The trouble, as it emerged, was minor. The Brazilians delivered one of the greatest soccer exhibitions ever seen. They were magical, and they were presenting to the world a new type of football—the best of the South American type which is also the ultimate in modern soccer; soft, yet marked by pin-point precision, fantastic dribbling, lateral and forward, climaxed by booming, goal-jarring shots into the net.
The Swedes fought all the way but were outclassed by a team in which every man was a star. They started dramatically with a goal by their inside left, Nils Liedholm, in the fourth minute. The stadium rocked. Such an opening to a tense game would have put any team inferior to Brazil off its stride. But the South Americans equalized three minutes later through their center forward Vava (Evaldo Netto is his real name, but Brazilian players go by nicknames and are so listed in the official program).

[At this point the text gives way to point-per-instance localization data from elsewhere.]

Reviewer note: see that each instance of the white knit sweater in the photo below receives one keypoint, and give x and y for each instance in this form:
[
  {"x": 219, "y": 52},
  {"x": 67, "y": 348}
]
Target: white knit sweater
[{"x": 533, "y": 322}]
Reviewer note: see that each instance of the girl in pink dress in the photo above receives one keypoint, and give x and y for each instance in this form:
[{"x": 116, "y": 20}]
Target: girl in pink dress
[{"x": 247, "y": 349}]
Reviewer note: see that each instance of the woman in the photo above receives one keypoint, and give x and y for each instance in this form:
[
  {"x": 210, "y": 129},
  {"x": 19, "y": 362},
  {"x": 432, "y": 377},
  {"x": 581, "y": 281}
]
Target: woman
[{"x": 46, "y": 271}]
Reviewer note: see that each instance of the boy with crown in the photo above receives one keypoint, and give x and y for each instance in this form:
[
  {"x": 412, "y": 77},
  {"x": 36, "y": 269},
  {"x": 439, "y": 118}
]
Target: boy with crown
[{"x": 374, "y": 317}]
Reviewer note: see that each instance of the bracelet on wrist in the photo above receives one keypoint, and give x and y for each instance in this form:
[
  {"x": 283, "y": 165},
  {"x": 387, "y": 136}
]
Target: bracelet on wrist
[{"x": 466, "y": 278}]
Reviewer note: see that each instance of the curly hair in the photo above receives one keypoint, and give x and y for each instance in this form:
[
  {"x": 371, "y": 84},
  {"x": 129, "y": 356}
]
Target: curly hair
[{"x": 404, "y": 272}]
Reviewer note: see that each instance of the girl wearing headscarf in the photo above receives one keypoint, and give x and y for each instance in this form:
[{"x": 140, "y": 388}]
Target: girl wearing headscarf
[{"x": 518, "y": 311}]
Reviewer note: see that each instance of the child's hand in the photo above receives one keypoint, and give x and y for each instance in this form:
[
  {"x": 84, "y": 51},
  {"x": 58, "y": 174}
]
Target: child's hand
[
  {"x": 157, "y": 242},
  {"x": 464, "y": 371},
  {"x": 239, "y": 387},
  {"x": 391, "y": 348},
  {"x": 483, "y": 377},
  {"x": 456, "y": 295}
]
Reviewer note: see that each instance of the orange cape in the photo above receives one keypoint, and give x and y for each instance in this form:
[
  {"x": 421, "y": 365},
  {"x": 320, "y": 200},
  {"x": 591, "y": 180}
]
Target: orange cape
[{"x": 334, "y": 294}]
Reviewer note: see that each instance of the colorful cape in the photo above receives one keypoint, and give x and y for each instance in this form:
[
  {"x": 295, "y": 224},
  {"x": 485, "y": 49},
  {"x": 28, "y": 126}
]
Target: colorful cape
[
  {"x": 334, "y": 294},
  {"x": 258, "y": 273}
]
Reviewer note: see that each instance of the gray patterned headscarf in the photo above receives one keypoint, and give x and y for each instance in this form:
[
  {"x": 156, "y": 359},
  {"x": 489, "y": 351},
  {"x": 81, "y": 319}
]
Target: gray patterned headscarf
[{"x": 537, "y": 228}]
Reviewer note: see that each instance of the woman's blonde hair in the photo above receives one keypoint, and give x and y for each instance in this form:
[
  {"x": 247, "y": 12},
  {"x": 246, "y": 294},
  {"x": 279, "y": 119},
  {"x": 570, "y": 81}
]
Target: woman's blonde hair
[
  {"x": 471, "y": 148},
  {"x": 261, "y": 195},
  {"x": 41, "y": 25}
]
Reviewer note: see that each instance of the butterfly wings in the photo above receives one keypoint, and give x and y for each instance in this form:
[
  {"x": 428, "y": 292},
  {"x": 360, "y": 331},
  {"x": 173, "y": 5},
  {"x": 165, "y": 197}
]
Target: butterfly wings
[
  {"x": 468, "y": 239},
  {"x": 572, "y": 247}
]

Vava scored again the first half, and in the second half more goals came from Pelé, Zagalo and Pelé again. Sweden's second goal, by Agne Simonsson 10 minutes from the end, hardly seemed to count.
If there was a star among stars, it was Pelé (Evaldo Alves Santarosa). Of this 17-year-old soccer genius, Johnny Best (the only American who is a fully qualified international soccer referee) said: "The great player of the last few years was England's Stanley Matthews, but this boy may be even greater. He is the great potential player in football today."
Another giant was Garrincha (Manoel dos Santos). His biggest game was against France in the semifinal. I watched him when the whole stadium was doing likewise, strangely hushed. Garrincha stood off to the right of the French goal, waiting, bending forward over the ball which seemed tied to his boot, the large black 11 on his orange jersey turned upward. Now a blue-shirted French fullback began edging slowly toward Garrincha. Garrincha still waited, his black hair hanging forward, but as the Frenchman came closer his short, wide body began to twitch and jerk, like a good base runner taking a lead and trying to confuse the pitcher.
The Frenchman lunged and then Garrincha went. He moved toward the Frenchman and the goal behind him and suddenly swerved to his left. The defender swerved to follow the orange jersey, but the white ball was tapped in the other direction. Then Garrincha was around the spinning Frenchman and back with the ball. In effect, he had passed to himself. Now he burst toward goal, and the motionless twitching had become a blur of speed. As he was checked by two more blue shirts he side-booted the ball to another orange jersey 10 feet to his left, but kept going. Five paces later the ball reappeared at his feet, perfectly passed back by a teammate. In one tremendous, fluid movement he shot at the goal while still on the dead run. The French goalkeeper dived despairingly, and the crowd let out a hiss of tension that sounded like air escaping from a giant balloon.
This was only one of the fabulous individual and team efforts to which the Brazilians treated us. When the postfinal hubbub had died down and the lights were on in the stands, I had a word with Danny Blanchflower, Northern Ireland's captain and Britain's footballer of the year. His quiet, almost sad verdict: "Well, it's amazing...they are all great players. I hope they never come to England. One at a time, maybe, but never together."